O infectologista da SUCEN não descarta, no entanto, que algum medicamento já existente possa ser eficaz contra a covid-19. Se alguma droga começar a curar pacientes da noite para o dia, ela muito provavelmente seria usada em larga escala antes de todos os testes usuais.

“Às vezes você chuta, quando vê que um medicamento funciona muito. Isso foi feito com AZT e a Aids”, recorda, referindo-se a uma droga que passou a ser usada como antirretroviral quase que por acaso. “Então dá para usar mesmo sem todos os critérios. Só que agora, por enquanto, não temos nenhuma evidência apontando para nenhuma direção. Dá para testar um milhão de medicamentos em laboratório, mas esse é só o início para eleger uma droga que pode ser que seja boa.”

Estudos estrangeiros não são suficientes

As pesquisas feitas na Austrália e em alguns países europeus por si só não são suficientes para que a vacina BCG, ou qualquer outra substância, possa ser usada no Brasil contra o novo coronavírus. Não dá para crer apenas nos estudos importados, alertam os especialistas.

“Nós precisamos escrever a nossa própria história, com a nossa visão da utilização desses produtos nos nossos pacientes”, explica o infectologista Jean Gorinchteyn, do Instituto de Infectologia Emílio Ribas, em São Paulo. “E para isso ainda precisamos aguardar [os estudos], não adianta olhar para um ou outro doente, precisamos de uma amostra sólida, em que valha a pena apostar.”

Não que a falta de esperança deva ser regra, mas é preciso ser paciente. A ciência está reagindo à covid-19, reforçam os especialistas, mas a pressa não pode ser maior do que a responsabilidade.

“A doença tem menos de quatro meses. Há até uma rapidez muito grande nas possibilidades de estudo, mas também temos de saber que esses estudos levam tempo”, reforça Ralcyon Teixeira, chefe da Divisão Médica do Hospital Emílio Ribas, na capital paulista. “Todas as possibilidades são interessantes, mas existe um ritual científico para provar que algum tratamento realmente funciona.”
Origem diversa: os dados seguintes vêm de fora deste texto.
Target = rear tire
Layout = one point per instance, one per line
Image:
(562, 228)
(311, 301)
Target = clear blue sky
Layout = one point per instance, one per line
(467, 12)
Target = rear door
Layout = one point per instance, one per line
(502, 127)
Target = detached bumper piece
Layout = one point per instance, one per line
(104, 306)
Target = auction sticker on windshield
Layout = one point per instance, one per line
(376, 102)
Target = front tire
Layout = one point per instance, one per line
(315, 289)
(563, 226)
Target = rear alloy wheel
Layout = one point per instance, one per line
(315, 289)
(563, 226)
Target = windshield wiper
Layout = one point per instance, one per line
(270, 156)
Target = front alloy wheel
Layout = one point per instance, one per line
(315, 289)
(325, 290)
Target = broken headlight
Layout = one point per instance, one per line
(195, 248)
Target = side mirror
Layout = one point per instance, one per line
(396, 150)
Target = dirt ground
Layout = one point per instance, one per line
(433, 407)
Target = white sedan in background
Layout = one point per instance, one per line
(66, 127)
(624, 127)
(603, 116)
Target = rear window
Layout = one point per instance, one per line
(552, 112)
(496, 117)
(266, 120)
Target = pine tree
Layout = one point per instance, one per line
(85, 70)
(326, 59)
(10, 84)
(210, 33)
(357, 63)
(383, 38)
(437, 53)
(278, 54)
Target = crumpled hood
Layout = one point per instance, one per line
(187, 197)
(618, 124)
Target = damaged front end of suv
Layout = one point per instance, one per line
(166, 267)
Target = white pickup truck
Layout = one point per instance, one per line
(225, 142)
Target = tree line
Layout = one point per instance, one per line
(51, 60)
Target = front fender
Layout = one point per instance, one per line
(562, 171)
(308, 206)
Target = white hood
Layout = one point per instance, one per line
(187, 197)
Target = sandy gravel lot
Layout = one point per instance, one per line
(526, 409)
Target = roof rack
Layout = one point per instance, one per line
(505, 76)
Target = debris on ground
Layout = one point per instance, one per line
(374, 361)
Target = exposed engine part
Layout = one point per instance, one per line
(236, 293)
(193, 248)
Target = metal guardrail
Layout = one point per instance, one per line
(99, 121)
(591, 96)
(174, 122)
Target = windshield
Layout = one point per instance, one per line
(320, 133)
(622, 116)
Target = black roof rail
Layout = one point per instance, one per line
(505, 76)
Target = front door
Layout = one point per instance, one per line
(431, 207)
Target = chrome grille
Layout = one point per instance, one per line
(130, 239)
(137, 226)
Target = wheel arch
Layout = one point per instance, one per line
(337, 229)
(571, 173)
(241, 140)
Em posicionamento divulgado na semana passada, a Associação Brasileira de Alergia e Imunologia (ASBAI) pediu cautela em relação à aplicação da vacina BCG no combate ao novo coronavírus. O texto aponta “falhas metodológicas significativas” em um estudo norte-americano que aponta suposta correlação entre a política de vacinação BCG com a redução da mortalidade da covid-19.

“Não é possível recomendar esta vacinação fora da rotina do programa nacional de imunizações”, conclui a ASBAI, ressaltando ainda que “há contraindicação da BCG em muitas formas de imunodeficiência primária e secundária, com risco de graves efeitos adversos”.